Like every Slipknot album, it starts with a creepy intro that teases the mood of the album. ‘Insert Coin’ is full of weird noises, industrial sounds and disjointed tones. It has that 80’s horror movie vibe but even more menacing. Taylor whispers: ‘‘Today, upon this hill, I’m counting all the killers’’ and we go directly into their first single called ‘Unsainted’. This is the song that got me hooked on the album. The chorus is reminiscent of ‘All Hope Is Gone’ but the rest of the song has that ‘Iowa’ vibe that I’ve been looking for since ‘Vol 3: The Subliminal Verses’. Drummer Jay Weinberg is a true star on this song and, to be honest, on the whole album. His drumming is tight and creative: he shines when things get weird and, on this album, it happens quite often. ‘Birth of the Cruel’ is a good example of this weirdness. It’s a song like nothing they have done before. It sounds a lot like Korn, especially with the way that the verses are sung. However, the added percussions, scratching effects and screaming vocals are definitely Slipknot. ‘Nero Forte’ is probably my favorite track on ‘We Are Not Your Kind’. It has that intensity and dark energy that made me a Maggot in the first place. Taylor spits out verses that drools with anger and switches to a clean catchy chorus that brings a bipolarity to the song. The percussion segment is excellent and it feels like it was written with the live set in mind.

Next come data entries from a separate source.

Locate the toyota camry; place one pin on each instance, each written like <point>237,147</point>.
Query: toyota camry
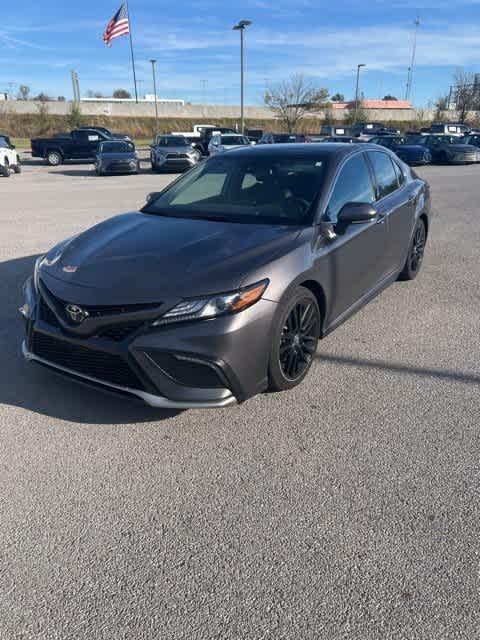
<point>221,286</point>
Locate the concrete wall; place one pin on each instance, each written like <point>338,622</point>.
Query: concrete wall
<point>203,112</point>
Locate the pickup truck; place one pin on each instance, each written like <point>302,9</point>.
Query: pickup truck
<point>80,144</point>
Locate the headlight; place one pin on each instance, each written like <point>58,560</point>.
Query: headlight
<point>214,306</point>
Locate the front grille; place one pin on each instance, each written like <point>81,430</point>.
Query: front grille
<point>47,315</point>
<point>90,362</point>
<point>120,333</point>
<point>95,311</point>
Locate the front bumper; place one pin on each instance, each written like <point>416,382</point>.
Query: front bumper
<point>119,167</point>
<point>206,364</point>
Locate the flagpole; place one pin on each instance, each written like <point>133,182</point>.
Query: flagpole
<point>131,50</point>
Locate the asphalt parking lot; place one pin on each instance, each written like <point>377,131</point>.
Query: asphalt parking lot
<point>347,508</point>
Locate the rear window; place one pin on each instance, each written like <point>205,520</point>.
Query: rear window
<point>116,147</point>
<point>232,140</point>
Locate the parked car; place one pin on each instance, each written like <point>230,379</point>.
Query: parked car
<point>80,144</point>
<point>223,284</point>
<point>282,138</point>
<point>448,128</point>
<point>372,129</point>
<point>9,158</point>
<point>202,134</point>
<point>448,149</point>
<point>334,130</point>
<point>472,139</point>
<point>222,142</point>
<point>254,135</point>
<point>116,156</point>
<point>412,154</point>
<point>106,132</point>
<point>173,153</point>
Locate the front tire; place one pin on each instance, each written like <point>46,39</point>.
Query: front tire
<point>295,340</point>
<point>5,169</point>
<point>54,158</point>
<point>415,252</point>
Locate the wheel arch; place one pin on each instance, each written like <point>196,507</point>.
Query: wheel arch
<point>319,293</point>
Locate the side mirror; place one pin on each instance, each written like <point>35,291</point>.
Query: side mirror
<point>357,212</point>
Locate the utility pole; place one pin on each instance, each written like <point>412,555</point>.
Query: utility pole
<point>359,66</point>
<point>412,62</point>
<point>155,87</point>
<point>241,26</point>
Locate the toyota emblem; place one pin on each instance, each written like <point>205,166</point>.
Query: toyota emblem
<point>76,314</point>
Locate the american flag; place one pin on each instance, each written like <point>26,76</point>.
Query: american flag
<point>118,26</point>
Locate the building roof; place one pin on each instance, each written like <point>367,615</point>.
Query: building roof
<point>375,104</point>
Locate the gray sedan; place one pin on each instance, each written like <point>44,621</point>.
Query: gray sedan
<point>223,284</point>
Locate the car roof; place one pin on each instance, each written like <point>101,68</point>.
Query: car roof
<point>335,149</point>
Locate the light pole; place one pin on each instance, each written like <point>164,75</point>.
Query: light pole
<point>241,26</point>
<point>155,88</point>
<point>412,62</point>
<point>359,66</point>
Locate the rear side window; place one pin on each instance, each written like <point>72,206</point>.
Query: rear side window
<point>400,174</point>
<point>385,175</point>
<point>354,184</point>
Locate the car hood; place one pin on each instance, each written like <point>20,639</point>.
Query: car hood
<point>118,156</point>
<point>140,258</point>
<point>163,149</point>
<point>461,148</point>
<point>411,148</point>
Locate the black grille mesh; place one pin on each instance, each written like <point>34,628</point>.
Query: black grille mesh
<point>91,362</point>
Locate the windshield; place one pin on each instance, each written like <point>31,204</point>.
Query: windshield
<point>263,189</point>
<point>171,141</point>
<point>234,140</point>
<point>116,147</point>
<point>416,140</point>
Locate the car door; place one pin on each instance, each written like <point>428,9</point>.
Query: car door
<point>395,200</point>
<point>356,256</point>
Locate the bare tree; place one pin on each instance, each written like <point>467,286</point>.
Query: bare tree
<point>292,99</point>
<point>23,92</point>
<point>464,93</point>
<point>441,105</point>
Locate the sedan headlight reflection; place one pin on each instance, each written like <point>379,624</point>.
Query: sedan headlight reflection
<point>214,306</point>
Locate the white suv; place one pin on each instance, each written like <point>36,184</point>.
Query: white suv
<point>9,158</point>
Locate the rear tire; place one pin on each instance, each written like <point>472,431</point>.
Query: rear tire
<point>416,251</point>
<point>295,339</point>
<point>54,158</point>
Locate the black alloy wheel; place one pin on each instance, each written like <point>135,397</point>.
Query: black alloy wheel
<point>415,253</point>
<point>295,341</point>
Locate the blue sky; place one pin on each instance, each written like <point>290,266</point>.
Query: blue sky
<point>40,42</point>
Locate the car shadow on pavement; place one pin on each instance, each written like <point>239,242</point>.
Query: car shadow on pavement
<point>454,376</point>
<point>36,389</point>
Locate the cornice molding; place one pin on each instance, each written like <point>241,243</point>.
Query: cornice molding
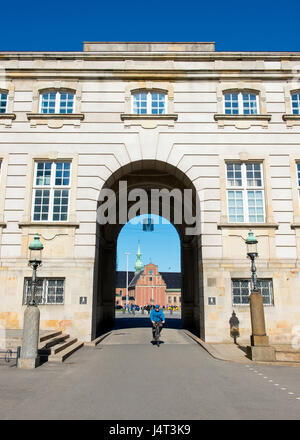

The second part of the album is where things gets even weirder. ‘A Liar’s Funeral’ has almost a prog style to it: it starts out slow and builds to a climax that impressed the hell out of me. Taylor has never sounded so full of rage and despair as when he is screaming on ‘’Liar’’. Then comes ‘Red Flag’ and it’s the closest thing we’ll ever get to an ‘Iowa’ part two. ‘Spiders’ changes the vibe completely, featuring only clean vocals and a very pop-ish bass line. It shouldn’t work, but somehow it does. The keyboard is particularly good and brings back memory of the score to John Carpenter’s ‘Halloween’. The last three tracks close the album perfectly. Each is very different from the other and they all exploit a different skillset of the band. ‘Orphan’ is guitar oriented and the riffs are sublime; ‘Not Long for This World’ focuses on the vocals and sampling, then ‘Solway Firth’ brings out the serial killer vibe out of the band. Definitely, they know how to impose respect. Surprisingly the song ‘All Out Life’ is not included on the regular version of the album. It seems strange since it was used to promote the new album and you can even hear Taylor screams ‘We Are Not Your Kind’ at the end of it.
In conclusion, the album is full of subtleties, surprises and experimentation. It can be overwhelming at first but once you start figuring out where all the pieces go, you end up with one of Slipknot’s strongest release in years. It now sits on top of multiple countries chart and it’s well deserved.